|
А сейчас словно оседлал реактивный снаряд, словно обрел пропеллер, как у Карлсона, и полетел-полетел, обгоняя пули и снаряды, к спасительному вертолету, и душа вырывалась вперед, и жажда жизни опережала на полкорпуса, и вот-вот разорвутся сердце и легкие от нечеловеческой нагрузки, но вот его подхватили крепкие руки, затащили внутрь вертолета, и машина тотчас взмыла в воздух, и опять кто-то застрочил из пулемета, и замелькали в страшной круговерти горы, камни, высохшие русла, безоблачное небо и солнце, похожее на разорвавшийся снаряд.

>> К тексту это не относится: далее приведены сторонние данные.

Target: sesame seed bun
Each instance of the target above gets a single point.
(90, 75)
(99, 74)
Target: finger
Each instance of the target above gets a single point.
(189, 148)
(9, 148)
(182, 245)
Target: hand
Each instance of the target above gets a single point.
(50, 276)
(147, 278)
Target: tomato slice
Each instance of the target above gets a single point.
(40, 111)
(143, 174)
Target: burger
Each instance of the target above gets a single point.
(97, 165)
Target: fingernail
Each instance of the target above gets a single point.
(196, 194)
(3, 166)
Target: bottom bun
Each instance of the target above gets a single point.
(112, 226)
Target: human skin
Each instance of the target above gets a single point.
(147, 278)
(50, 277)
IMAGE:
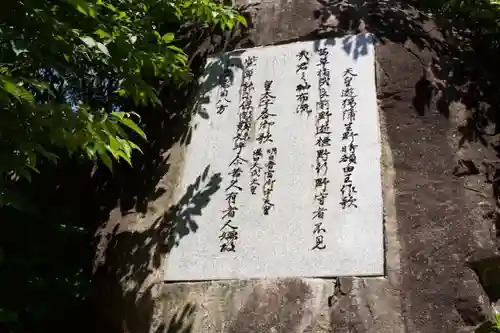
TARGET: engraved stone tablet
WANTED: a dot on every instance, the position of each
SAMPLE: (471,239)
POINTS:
(292,133)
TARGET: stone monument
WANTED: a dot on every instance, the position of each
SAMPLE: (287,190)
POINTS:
(272,268)
(293,132)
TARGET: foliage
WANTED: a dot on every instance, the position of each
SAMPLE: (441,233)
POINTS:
(67,66)
(72,73)
(479,19)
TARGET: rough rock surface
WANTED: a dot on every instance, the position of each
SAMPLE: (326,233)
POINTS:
(436,219)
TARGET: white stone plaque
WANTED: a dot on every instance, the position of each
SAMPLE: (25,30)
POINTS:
(288,142)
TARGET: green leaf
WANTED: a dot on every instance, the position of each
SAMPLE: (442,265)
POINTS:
(242,20)
(175,48)
(103,48)
(102,34)
(89,41)
(101,151)
(168,37)
(133,126)
(17,91)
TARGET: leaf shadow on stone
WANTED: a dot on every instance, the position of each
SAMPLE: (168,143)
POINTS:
(132,257)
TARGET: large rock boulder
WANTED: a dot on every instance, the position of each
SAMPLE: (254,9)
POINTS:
(438,206)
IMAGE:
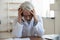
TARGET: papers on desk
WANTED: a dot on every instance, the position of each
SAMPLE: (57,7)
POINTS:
(17,39)
(53,36)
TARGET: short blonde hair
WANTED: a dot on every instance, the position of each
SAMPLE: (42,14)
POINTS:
(27,6)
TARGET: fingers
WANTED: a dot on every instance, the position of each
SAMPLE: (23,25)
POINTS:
(32,12)
(20,11)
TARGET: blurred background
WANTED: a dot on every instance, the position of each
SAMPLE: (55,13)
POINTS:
(49,10)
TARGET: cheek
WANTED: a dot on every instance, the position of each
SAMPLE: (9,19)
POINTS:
(28,18)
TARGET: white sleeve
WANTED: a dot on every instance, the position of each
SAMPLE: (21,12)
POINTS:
(39,27)
(17,30)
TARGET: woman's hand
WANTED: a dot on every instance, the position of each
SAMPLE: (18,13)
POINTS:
(34,15)
(19,15)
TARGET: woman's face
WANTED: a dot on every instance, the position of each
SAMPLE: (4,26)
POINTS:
(27,15)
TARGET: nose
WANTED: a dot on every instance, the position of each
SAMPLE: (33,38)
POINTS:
(28,18)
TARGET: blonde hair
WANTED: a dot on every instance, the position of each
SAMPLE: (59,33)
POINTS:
(27,6)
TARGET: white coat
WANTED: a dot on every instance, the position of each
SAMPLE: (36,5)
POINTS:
(25,29)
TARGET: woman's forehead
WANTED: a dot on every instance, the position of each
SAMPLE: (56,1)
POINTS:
(26,12)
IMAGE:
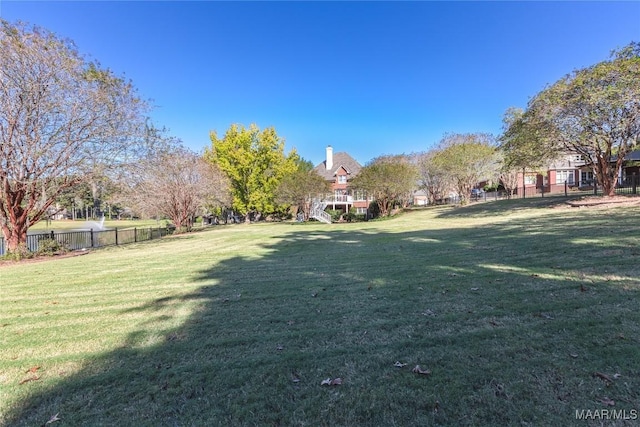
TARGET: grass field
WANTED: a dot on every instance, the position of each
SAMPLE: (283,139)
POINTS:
(523,313)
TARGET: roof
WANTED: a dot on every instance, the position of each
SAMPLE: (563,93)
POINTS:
(341,159)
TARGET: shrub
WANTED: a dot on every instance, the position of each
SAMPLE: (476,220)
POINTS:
(21,252)
(335,214)
(352,216)
(50,247)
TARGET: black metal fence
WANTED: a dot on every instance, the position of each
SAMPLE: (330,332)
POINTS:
(85,239)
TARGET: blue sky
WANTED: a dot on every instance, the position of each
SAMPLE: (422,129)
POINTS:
(369,78)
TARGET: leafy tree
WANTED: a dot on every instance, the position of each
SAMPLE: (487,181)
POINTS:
(178,184)
(60,115)
(595,112)
(466,159)
(522,146)
(255,164)
(388,179)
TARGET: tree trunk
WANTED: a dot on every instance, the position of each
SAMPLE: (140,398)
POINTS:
(14,238)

— Глотни спирта! Выпей, говорю!
Ему совали под нос флягу. Край горлышка стучал о зубы борттехника. «Успел ли Колян выпрыгнуть?» — думал Викенеев, глотая жидкий огонь.

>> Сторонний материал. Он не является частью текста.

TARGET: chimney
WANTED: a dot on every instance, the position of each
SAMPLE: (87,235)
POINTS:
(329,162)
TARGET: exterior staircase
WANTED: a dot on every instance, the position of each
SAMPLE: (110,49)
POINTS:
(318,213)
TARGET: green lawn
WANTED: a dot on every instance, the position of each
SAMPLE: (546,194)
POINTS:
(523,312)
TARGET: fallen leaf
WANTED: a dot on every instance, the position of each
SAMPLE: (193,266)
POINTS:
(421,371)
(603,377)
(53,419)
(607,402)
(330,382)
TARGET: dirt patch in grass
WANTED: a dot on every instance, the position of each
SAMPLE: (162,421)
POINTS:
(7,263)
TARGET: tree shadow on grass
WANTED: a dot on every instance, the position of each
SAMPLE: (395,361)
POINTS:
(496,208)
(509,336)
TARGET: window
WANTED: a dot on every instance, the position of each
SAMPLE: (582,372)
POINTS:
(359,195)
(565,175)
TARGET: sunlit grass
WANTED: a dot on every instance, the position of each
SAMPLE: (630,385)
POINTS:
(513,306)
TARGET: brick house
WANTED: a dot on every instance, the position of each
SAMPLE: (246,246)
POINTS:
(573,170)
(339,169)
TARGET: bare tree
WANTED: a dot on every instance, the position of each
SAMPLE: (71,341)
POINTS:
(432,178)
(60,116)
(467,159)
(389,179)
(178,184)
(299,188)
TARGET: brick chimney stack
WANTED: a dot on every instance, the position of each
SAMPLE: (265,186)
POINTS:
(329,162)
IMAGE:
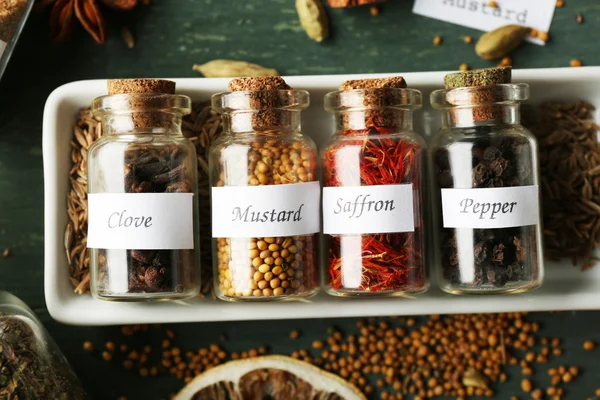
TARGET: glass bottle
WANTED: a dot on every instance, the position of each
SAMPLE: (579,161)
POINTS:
(265,195)
(31,365)
(485,192)
(142,184)
(373,169)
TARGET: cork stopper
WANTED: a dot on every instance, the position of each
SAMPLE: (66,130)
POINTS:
(128,86)
(142,98)
(267,95)
(478,77)
(378,98)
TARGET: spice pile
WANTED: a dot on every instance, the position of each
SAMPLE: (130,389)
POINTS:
(200,127)
(569,155)
(429,357)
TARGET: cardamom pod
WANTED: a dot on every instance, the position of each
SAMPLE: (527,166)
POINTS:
(313,19)
(501,41)
(232,68)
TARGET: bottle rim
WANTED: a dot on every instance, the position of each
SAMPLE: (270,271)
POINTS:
(357,99)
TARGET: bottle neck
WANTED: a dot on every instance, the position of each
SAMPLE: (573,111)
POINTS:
(269,121)
(142,123)
(373,121)
(489,114)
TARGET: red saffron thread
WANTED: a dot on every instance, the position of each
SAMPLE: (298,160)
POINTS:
(389,262)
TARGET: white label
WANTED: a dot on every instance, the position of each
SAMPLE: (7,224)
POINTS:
(490,207)
(266,211)
(368,209)
(479,15)
(143,221)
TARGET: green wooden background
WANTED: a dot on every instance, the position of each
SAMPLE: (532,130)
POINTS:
(173,35)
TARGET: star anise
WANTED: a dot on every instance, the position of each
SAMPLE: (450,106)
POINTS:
(64,13)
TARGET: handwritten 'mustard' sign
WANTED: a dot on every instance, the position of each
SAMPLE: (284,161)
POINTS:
(478,14)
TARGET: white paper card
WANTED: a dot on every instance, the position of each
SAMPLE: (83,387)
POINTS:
(142,221)
(478,14)
(368,209)
(266,211)
(491,207)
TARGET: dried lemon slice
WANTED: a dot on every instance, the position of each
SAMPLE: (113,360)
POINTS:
(270,377)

Колян, летчик-оператор, выпрыгнуть не успел. От удара о землю у него разломилась тазовая кость и хрустнул позвоночник — острый позвонок пропорол кожу аккурат между лопаток и пропотевший комбинезон и уткнулся в спинку сиденья. Летчик как бы пригвоздил себя своей же костью. Он не почувствовал боли — тело перестало воспринимать боль, и даже когда фонтан горящего бензина плеснул ему в лицо, летчик лишь с удивлением отметил, что огонь вовсе не красный, а зеленый, да еще нашпигованный золотыми искорками — такую феерию можно увидеть, если сильно-сильно надавить кулаками на глаза. Когда летчик был маленький, этому фокусу его научили деревенские мальчишки. «Хочешь золото увидеть? Сожми кулаки и дави в глаза!» Давили не только до золотых искорок, но до тупой боли, растекающейся на весь мозг. От этой боли хотелось реветь. Но мальчишки терпели, ждали, когда в бесконечной, бездонной черноте появится золотое облако и, стремительно разрастаясь, накроет собой все-все-все… Гуля Каримова, схватившись за лицо руками, причиняла себе такую же боль и мычала; шла по коридору, сбивая тазы и тапочки, и мычала. Черт знает, какими путями просачивается информация — может, на лбу у медсестры проступили строчки из донесения о происшествии под кишлаком Дальхани или, может быть, она сама про это выстонала — в общем, через пять минут весь женский модуль знал, а все бабье, что оказалось рядом, впилось взглядами в Гулю.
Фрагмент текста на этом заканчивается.